2. Is there any better solution, like experimental design? I am rather confused in how to design the experiments. the observation is those several data, the level is smoothing parameter alpha, treatment is those methods. and the value is the MAR. is it viable? and logical to do? The hypothesis is whether there is differences in each treatment at every level of alpha or not. and I doubt the linearity assumption is fulfilled here.

Edit: Anyway, I do not think this is viable as research question. The fact that the error measure is scale dependent (if my definition of scale dependent are right) made the study of this problem is quite problematic, as there is no way to compare the different methods of forecasting.

Answer 1

Model: $y_{t+1}=f(y_{0},\ldots,y_{t}, \overrightarrow{a})+\epsilon_{t}$

$\overrightarrow{a}$ is a vector of model parameters

What you are currently proposing is essentially:

1. For each model $f(y_{0},\ldots,y_{t}, \overrightarrow{a})$ use some sort of Least Squares / NLS to fit a model (find $\overrightarrow{a}$)
2. Choose an $\alpha$ value
3. Use some function $g(f(y_{0},\ldots,y_{t}, \overrightarrow{a}),\alpha)$ to evaluate the models.
4. If optimal model depends importantly on $\alpha$ then ????

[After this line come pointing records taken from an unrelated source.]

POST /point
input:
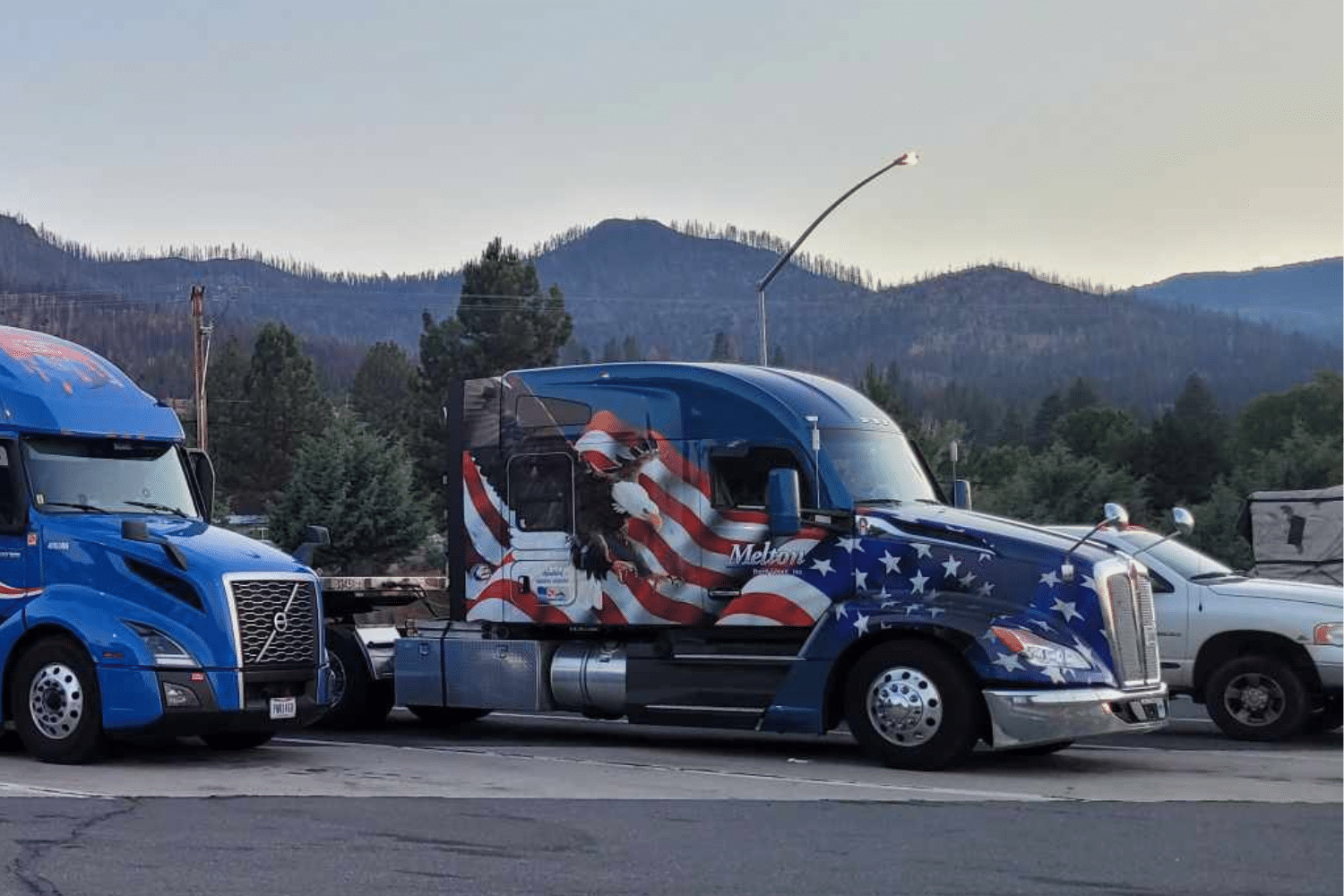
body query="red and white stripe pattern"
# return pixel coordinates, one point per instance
(688, 554)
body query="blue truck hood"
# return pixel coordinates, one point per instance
(86, 562)
(1005, 538)
(210, 551)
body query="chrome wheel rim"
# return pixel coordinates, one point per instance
(1254, 700)
(336, 683)
(905, 707)
(56, 700)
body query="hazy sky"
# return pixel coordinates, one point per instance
(1117, 142)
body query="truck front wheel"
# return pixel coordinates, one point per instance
(358, 700)
(56, 702)
(911, 705)
(1257, 699)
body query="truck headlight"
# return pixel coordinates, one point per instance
(1039, 651)
(164, 650)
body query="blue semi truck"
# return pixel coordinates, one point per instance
(123, 611)
(763, 549)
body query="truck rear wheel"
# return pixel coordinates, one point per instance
(911, 705)
(448, 716)
(56, 702)
(358, 700)
(1257, 699)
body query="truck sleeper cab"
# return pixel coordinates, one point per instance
(760, 548)
(121, 608)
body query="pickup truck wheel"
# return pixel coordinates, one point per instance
(236, 740)
(56, 702)
(448, 716)
(1257, 699)
(358, 700)
(910, 705)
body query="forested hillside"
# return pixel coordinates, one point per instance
(642, 289)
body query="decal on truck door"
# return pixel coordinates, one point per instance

Can you do endogenous sampling? If so, how about directly estimating optimal (fix maximizing) functions $g(f(y_{0},\ldots,y_{t}, \overrightarrow{a}),\alpha)$ directly for multiple values of $\alpha$. You could take the models and run them in parallel, making a family of predictions. You could then increase the sampling likelihood when the models disagreed particularly in their predictions. This would increase the informativeness of the limited sampling in distinguishing between models.